Northern Ireland-based pharmaceuticals group Galen toasted the addition of a string of new drugs today after third quarter results showed sales had more than doubled.
The group, which was the subject of a short-lived takeover approach last month, said the US launch of its pre-menstrual syndrome treatment Sarafem and a handful of new women’s health products had helped push sales up 117% to $135.7m (€119m).
While Sarafem brought in $21.9m US dollars (€19.2m) in revenues in the third quarter to June 30, three new products acquired from drugs giant Pfizer earlier this year also boosted sales.
The products – hormone replacement therapy line femhrt, and contraceptives Loestrin and Estrostep – contributed sales of $37.1m (€32.6m) in the quarter.
Operating profits soared by 138% to $61.7m (€54.2m) but bottom line pre-tax profits were $39.5m (€34.7m) compared with $109.8m (€96.5m) a year ago when the figures were boosted by the sale of its pharmaceuticals services business.
Shares in the company, which is based at Craigavon, Northern Ireland, rose almost 2% or 11.5p at 620p following the update.
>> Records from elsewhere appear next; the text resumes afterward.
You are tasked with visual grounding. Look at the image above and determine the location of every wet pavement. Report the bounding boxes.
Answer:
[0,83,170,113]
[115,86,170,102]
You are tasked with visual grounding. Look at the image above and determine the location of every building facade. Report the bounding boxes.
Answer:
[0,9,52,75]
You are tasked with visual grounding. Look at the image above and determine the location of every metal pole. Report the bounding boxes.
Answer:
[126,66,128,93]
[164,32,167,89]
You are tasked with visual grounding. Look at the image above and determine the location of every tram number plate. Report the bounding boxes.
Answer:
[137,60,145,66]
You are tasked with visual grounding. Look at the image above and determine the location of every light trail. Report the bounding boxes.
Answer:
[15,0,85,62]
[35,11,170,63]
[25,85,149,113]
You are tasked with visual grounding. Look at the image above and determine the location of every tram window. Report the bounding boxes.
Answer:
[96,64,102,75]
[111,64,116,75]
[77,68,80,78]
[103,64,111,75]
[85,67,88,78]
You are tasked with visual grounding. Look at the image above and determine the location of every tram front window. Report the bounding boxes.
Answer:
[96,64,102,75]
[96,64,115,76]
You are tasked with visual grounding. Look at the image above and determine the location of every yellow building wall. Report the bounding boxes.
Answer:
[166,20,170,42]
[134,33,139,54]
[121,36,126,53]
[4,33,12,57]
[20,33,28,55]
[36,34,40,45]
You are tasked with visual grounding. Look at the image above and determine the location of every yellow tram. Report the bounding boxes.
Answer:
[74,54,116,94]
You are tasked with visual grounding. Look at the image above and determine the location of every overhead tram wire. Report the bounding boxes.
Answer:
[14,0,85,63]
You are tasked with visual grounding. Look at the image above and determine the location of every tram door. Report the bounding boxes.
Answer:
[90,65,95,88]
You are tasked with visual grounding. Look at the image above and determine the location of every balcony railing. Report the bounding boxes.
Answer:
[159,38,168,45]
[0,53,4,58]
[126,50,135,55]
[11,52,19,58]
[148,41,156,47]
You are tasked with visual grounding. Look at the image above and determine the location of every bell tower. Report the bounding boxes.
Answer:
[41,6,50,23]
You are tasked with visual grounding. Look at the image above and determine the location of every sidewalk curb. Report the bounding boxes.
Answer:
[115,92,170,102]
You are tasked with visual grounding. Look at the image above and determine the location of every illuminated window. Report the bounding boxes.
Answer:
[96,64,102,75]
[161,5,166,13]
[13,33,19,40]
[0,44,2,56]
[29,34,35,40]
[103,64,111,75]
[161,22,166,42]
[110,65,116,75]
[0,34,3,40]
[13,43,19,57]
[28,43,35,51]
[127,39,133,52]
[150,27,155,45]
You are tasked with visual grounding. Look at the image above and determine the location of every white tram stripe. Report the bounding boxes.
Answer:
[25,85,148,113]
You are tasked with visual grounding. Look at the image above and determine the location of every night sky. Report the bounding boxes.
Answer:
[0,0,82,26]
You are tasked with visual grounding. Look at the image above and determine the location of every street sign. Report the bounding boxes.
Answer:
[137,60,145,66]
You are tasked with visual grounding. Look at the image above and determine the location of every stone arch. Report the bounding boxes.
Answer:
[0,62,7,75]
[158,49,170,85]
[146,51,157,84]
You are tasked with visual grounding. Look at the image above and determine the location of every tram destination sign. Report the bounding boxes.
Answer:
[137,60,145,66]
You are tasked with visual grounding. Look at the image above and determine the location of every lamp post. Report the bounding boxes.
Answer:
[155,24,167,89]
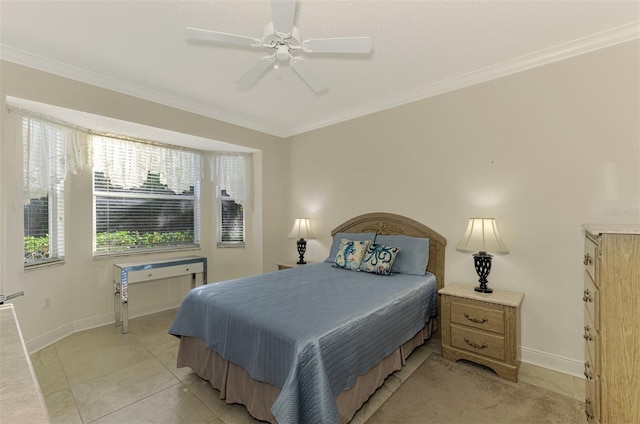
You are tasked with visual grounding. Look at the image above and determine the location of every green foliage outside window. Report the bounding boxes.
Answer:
[24,231,193,263]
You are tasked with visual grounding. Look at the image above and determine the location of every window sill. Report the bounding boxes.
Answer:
[93,246,201,260]
[216,242,245,249]
[24,258,65,271]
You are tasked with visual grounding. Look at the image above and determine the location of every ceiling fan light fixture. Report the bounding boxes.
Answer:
[276,44,289,60]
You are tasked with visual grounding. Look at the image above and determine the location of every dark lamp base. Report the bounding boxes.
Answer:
[473,286,493,293]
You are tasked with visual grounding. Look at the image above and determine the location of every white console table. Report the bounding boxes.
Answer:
[113,256,207,334]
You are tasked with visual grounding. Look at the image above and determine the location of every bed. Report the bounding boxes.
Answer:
[169,213,446,424]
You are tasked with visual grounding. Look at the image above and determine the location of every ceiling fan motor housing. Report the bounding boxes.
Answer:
[262,22,301,60]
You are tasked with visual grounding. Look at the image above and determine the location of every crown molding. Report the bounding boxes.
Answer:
[285,20,640,137]
[0,44,285,138]
[0,20,640,138]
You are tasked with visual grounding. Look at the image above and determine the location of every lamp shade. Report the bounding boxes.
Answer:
[289,218,314,239]
[456,218,509,253]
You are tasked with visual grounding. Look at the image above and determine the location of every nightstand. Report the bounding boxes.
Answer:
[438,284,524,382]
[277,262,311,271]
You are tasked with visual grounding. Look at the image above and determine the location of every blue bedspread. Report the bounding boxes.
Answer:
[169,263,437,424]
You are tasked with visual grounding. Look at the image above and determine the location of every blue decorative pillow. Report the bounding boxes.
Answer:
[325,233,376,263]
[360,243,400,275]
[335,239,371,271]
[376,235,429,275]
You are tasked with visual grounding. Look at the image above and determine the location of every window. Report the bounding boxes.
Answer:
[21,117,68,266]
[92,137,200,255]
[215,154,250,246]
[218,190,244,244]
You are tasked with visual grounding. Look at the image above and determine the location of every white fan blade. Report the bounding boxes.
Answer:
[289,57,328,93]
[236,55,276,88]
[302,37,373,53]
[185,27,262,47]
[271,0,296,35]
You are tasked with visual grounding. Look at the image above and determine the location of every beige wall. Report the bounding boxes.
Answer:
[0,61,289,350]
[0,41,640,375]
[291,41,640,375]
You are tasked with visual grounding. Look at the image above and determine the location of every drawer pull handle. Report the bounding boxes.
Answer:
[584,408,595,421]
[584,361,593,380]
[464,337,489,349]
[464,312,489,324]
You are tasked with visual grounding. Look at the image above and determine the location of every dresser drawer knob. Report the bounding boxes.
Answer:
[464,337,489,349]
[584,361,593,380]
[464,312,489,324]
[582,325,593,341]
[584,408,595,421]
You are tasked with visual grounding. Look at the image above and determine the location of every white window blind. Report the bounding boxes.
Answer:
[92,136,200,255]
[215,154,251,245]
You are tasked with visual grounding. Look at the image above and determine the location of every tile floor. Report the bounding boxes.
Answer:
[31,310,584,424]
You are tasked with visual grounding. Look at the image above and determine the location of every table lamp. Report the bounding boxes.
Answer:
[288,218,313,265]
[456,218,509,293]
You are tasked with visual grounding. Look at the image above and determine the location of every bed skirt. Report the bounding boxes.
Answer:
[177,319,438,424]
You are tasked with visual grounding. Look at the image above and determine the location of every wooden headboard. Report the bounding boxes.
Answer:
[331,212,447,290]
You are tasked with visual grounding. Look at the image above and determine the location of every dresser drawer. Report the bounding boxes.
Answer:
[582,237,600,286]
[582,270,600,331]
[451,324,505,361]
[582,316,600,374]
[451,299,504,334]
[128,268,169,284]
[167,262,204,277]
[584,377,600,422]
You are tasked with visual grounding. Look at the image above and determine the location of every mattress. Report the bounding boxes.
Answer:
[169,263,437,424]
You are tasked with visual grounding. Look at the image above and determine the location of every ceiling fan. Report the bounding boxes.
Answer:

Chief executive Roger Boissonneault said the group had also benefited from the expansion of its sales force, particularly at its US subsidiary Warner Chilcott.
The group added 120 new sales staff in the third quarter, taking its total to 340.
He highlighted the success of Sarafem but added that the contraceptive pill Ovcon – one of its core products – had also seen a strong performance.
Sales of Ovcon were up 18% on last year.
Galen is currently seeking approval for a new version of Ovcon but admits that a copycat version of the drug could potentially be introduced by rivals first.
Nevertheless, Mr Boissonneault said the group’s performance in the next financial year would be in line with expectations.
But he declined to reveal more about the aborted takeover approach last month - thought to have come from US group Barr Laboratories.
While reports have consistently linked Barr to the approach, Galen has refused to specify whom the approach was from.